Best practices in getting info with requests

Sort:
io_kloud

Developing a web app which I plan to deploy in heroku. I use python requests to get info from endpoints. Example.

import requests

headers = {
'User-Agent': 'head2head'
}
username = 'gmwso'
url = f'https://api.chess.com/pub/player/{username}/games/archives'
r = requests.get(url, headers=headers).json()

Is the header with user-agent enough in getting the info or I will just remove it or maybe add more like email address?

Sample app image.

dimpoul

Out of curiosity, how do you get the scores? Do you parse through players archived games, or do you use some private chess.com APIs?

io_kloud

I parse through the players archived games using this endpoint.

https://api.chess.com/pub/player/{username}/games/archives from the api

https://www.chess.com/news/view/published-data-api

I do not save the pgn but just read the game results, players for every game.

dimpoul

Thanks. Do these requests take a long time for players who have played tons of games like Hikaru? Or are you doing some sort of concurrent requests to parse the games faster?

io_kloud

Players with more games takes time to process. As an optimization given two usernames, I checked first which of  the two has lesser games (using the stats endpoint) then use that username to process the game matches. For example between gmwso and hikaru, gmwso has lesser games so I will process archives of gmwso. I am not using concurrency so far.

 

Time breakdown.

check number of games: 1.0s (to know which of two has lesser games)
get match stats: 53.4s
generate tables and charts: 0.7s (process the output from get match stats)
Search is done in 55.1s !

username: gmwso

 

The get match stats requests archive info of gmwso, and reading the pgn info into a python dictionary.

stephen_33
io_kloud wrote:

import requests
headers = {
'User-Agent': 'head2head'
}
username = 'gmwso'
url = f'https://api.chess.com/pub/player/{username}/games/archives'
r = requests.get(url, headers=headers).json()
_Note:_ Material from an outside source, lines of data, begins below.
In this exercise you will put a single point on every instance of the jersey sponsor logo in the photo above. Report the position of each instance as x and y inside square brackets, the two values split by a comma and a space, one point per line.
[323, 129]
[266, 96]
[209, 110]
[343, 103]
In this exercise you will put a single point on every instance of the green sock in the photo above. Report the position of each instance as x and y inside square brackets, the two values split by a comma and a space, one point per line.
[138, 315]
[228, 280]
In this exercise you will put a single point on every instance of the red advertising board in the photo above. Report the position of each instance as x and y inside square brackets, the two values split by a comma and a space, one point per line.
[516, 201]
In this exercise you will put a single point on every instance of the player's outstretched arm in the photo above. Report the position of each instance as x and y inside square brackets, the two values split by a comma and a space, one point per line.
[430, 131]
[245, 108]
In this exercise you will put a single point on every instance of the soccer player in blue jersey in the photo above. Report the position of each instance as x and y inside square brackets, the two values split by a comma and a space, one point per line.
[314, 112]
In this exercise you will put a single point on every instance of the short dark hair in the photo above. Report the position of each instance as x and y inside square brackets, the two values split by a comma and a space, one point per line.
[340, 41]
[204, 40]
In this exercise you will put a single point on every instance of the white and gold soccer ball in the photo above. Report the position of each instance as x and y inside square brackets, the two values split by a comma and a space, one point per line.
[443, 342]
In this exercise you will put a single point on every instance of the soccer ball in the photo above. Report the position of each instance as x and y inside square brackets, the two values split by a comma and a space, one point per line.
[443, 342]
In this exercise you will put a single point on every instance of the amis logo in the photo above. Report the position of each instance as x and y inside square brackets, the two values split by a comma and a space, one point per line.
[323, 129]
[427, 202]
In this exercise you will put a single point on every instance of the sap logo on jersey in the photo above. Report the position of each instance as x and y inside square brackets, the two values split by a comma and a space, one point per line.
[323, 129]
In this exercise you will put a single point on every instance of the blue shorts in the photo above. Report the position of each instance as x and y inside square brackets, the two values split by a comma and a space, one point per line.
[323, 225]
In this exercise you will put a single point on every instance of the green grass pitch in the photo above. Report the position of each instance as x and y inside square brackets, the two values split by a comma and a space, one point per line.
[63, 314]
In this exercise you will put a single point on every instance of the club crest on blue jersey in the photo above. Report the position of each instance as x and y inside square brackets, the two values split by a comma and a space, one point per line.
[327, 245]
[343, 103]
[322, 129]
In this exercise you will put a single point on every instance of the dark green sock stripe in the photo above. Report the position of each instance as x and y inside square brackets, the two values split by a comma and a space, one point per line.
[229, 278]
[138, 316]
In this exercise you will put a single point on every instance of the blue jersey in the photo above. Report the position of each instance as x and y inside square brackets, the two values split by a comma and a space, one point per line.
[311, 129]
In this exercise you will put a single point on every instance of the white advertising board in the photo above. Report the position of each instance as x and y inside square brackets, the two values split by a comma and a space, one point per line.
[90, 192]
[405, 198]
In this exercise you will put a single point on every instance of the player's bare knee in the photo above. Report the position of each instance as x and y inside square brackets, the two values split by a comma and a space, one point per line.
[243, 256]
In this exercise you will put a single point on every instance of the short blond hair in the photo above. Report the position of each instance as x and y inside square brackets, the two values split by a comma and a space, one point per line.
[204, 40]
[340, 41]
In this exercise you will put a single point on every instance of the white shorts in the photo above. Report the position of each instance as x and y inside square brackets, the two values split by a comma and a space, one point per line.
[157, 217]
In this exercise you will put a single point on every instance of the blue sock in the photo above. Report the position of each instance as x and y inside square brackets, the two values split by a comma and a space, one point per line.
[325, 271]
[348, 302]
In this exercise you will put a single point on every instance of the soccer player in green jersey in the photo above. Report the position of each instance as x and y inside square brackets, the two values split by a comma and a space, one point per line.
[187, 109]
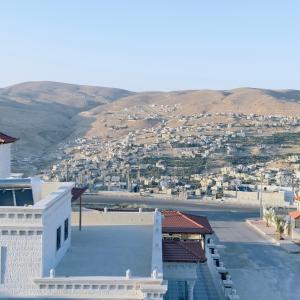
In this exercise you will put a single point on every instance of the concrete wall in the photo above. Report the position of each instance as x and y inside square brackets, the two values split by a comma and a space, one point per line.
[20, 248]
[20, 260]
[269, 198]
[296, 234]
[5, 161]
[53, 218]
[156, 261]
[27, 241]
[91, 218]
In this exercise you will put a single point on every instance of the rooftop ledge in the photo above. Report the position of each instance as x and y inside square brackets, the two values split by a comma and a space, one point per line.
[45, 194]
[110, 243]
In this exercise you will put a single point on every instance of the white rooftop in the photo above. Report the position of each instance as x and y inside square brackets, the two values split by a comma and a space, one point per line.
[108, 251]
[109, 244]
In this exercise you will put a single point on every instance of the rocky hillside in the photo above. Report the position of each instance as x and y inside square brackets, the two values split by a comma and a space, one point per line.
[43, 114]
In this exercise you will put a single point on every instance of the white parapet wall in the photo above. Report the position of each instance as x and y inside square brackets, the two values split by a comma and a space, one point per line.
[28, 241]
[253, 198]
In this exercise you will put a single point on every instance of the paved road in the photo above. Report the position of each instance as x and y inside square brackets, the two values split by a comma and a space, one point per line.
[260, 270]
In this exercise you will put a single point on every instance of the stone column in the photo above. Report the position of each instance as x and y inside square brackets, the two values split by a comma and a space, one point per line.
[190, 286]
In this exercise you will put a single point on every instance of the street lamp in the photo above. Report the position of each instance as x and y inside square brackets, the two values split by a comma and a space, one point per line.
[260, 195]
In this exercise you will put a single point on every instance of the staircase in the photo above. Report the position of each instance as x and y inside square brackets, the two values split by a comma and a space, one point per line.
[204, 287]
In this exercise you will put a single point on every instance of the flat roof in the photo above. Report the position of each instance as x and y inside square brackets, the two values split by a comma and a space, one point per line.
[108, 250]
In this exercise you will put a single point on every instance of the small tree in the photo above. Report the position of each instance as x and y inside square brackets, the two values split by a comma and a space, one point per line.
[268, 217]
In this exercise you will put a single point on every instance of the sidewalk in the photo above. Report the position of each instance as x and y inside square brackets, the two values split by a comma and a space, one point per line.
[271, 235]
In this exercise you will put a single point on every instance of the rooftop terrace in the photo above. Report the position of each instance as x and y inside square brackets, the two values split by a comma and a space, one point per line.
[109, 244]
[108, 251]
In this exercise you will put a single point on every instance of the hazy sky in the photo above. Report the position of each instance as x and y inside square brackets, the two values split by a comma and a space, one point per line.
[152, 45]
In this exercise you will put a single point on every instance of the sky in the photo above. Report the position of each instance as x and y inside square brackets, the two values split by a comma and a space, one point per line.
[144, 45]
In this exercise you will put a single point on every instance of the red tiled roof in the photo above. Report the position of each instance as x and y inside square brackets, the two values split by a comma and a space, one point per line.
[179, 222]
[77, 192]
[5, 139]
[182, 251]
[295, 214]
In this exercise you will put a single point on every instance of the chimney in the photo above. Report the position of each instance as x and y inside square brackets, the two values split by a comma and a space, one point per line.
[5, 157]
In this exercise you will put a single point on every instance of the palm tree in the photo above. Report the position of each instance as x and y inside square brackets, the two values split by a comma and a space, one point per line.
[268, 217]
[279, 226]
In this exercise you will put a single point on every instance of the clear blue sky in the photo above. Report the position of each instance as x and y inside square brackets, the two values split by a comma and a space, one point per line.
[152, 45]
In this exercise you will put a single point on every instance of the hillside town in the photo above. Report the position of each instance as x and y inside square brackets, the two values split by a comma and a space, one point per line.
[194, 160]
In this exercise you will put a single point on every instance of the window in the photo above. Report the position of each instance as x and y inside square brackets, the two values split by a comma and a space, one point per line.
[66, 228]
[58, 238]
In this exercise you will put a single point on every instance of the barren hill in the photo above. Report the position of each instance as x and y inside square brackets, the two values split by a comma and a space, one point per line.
[45, 113]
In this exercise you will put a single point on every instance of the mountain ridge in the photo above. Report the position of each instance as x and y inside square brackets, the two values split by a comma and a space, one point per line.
[44, 113]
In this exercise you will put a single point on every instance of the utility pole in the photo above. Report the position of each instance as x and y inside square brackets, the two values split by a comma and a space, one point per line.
[260, 196]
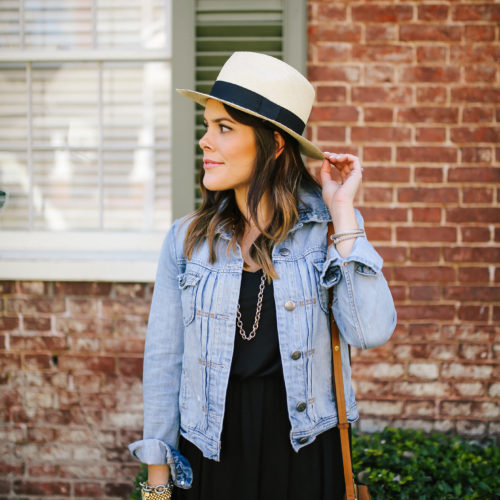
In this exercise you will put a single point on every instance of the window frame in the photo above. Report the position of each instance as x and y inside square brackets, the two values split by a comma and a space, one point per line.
[132, 256]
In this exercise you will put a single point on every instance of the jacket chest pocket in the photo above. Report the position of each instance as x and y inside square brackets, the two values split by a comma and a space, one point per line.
[188, 284]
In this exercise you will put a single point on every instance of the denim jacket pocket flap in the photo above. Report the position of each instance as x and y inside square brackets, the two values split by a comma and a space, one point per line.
[188, 283]
[364, 269]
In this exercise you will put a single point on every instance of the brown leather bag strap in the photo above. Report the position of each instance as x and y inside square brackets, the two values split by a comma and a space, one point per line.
[339, 395]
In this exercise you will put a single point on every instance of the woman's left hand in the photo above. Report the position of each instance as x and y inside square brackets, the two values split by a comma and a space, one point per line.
[341, 192]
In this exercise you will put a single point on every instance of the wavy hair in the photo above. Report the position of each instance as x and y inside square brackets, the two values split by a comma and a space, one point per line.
[281, 176]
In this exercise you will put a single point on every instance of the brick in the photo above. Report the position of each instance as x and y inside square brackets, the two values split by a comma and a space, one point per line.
[378, 214]
[332, 12]
[419, 408]
[424, 214]
[380, 134]
[99, 364]
[475, 94]
[392, 94]
[331, 94]
[431, 134]
[428, 154]
[9, 323]
[484, 214]
[332, 32]
[82, 288]
[435, 54]
[428, 174]
[46, 488]
[328, 134]
[422, 389]
[378, 114]
[477, 114]
[470, 389]
[425, 254]
[428, 114]
[476, 12]
[473, 274]
[430, 32]
[381, 33]
[427, 312]
[431, 94]
[480, 33]
[477, 195]
[382, 13]
[481, 74]
[387, 174]
[334, 113]
[430, 74]
[430, 233]
[39, 324]
[471, 428]
[377, 194]
[382, 53]
[477, 154]
[374, 153]
[392, 254]
[378, 371]
[474, 351]
[424, 274]
[475, 134]
[434, 12]
[430, 292]
[380, 408]
[428, 195]
[472, 293]
[423, 370]
[466, 371]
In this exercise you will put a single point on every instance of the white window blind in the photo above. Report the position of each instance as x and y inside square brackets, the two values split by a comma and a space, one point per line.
[85, 140]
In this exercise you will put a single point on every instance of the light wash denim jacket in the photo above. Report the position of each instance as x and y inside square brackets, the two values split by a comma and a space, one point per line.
[192, 325]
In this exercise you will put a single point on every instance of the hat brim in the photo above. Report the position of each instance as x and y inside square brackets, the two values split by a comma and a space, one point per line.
[306, 147]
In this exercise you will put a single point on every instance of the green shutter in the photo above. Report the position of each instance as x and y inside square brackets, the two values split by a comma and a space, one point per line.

Is the header with user-agent enough in getting the info or I will just remove it or maybe add more like email address?

When I started using the site's API a few years ago, I remember being advised by a member of staff (probably @bcurtis) to include my email address as well as some info' on the program requesting the data, something like:-

{'User-Agent': 'Chess.py (Python 3.7) (username: stephen_33; contact: ******@gmail.com)'}

I've just realised that needs updating because I'm using vers. 3.9 now. I think 3.10 has already been released?

But as a matter of interest, do you not check the status code of the returned data before applying the json parser? It's not unusual for endpoint requests to fail for one reason or another and I always check that the status is 200 before proceeding.

io_kloud

Thanks for the info and the hint on status.

Martin_Stahl

If you don't include an address, then if your code is using too many resources, they will block requests. With contact information they can let you know about the problem.

dimpoul

@Martin_Stahl When you say resources are you referring to the public web APIs (https://www.chess.com/news/view/published-data-api). OR the private ones (eg. https://www.chess.com/callback/member/stats/{{username}})

From my understading, we are allowed to use the public APIs as heavily as we want. But, we can only use the "private" ones on our own risk. Is this correct?

@io_kloud You might have to look into concurrency. I have a similar app that does the exact same thing and more using the game archives and it takes way too much time when players have over 100K games. For example, run the score between dimpoul and spennythompson on your app and see how long it takes.

Thanks!

WhiteDrake

I don't think that the public API may be used "as heavily as we want". Whenever admins of chess.com think that a given script is putting too much pressure on the servers, they'll block it. I think that chess.com is somewhat defended against dumb DoS attacks via the Cloudflare CDN, but if you try to do some heavy lifting, like parallel downloading all games played on Cc ever, I'd bet the script would get block eventually.

io_kloud

This is what I got so far.

username: dimpoul

numworkers: 1, archives: 74, time: 1141s

numworkers: 4, archives: 74, time: 152s

 

I will just create a numthreads option for concurrency in the app with default value of 1.

dimpoul

That looks much better @io_kloud, great job! I have implemented something very similar in Golang that gives scores between two players. I also use concurrent HTTP requests to mitigate the time issue. I notice that when the threads (workers) exceed 10 or so then chesscom starts giving non 200 responds to my requests. 5-8 workers should be fine and gives the response in a reasonable time. Thanks!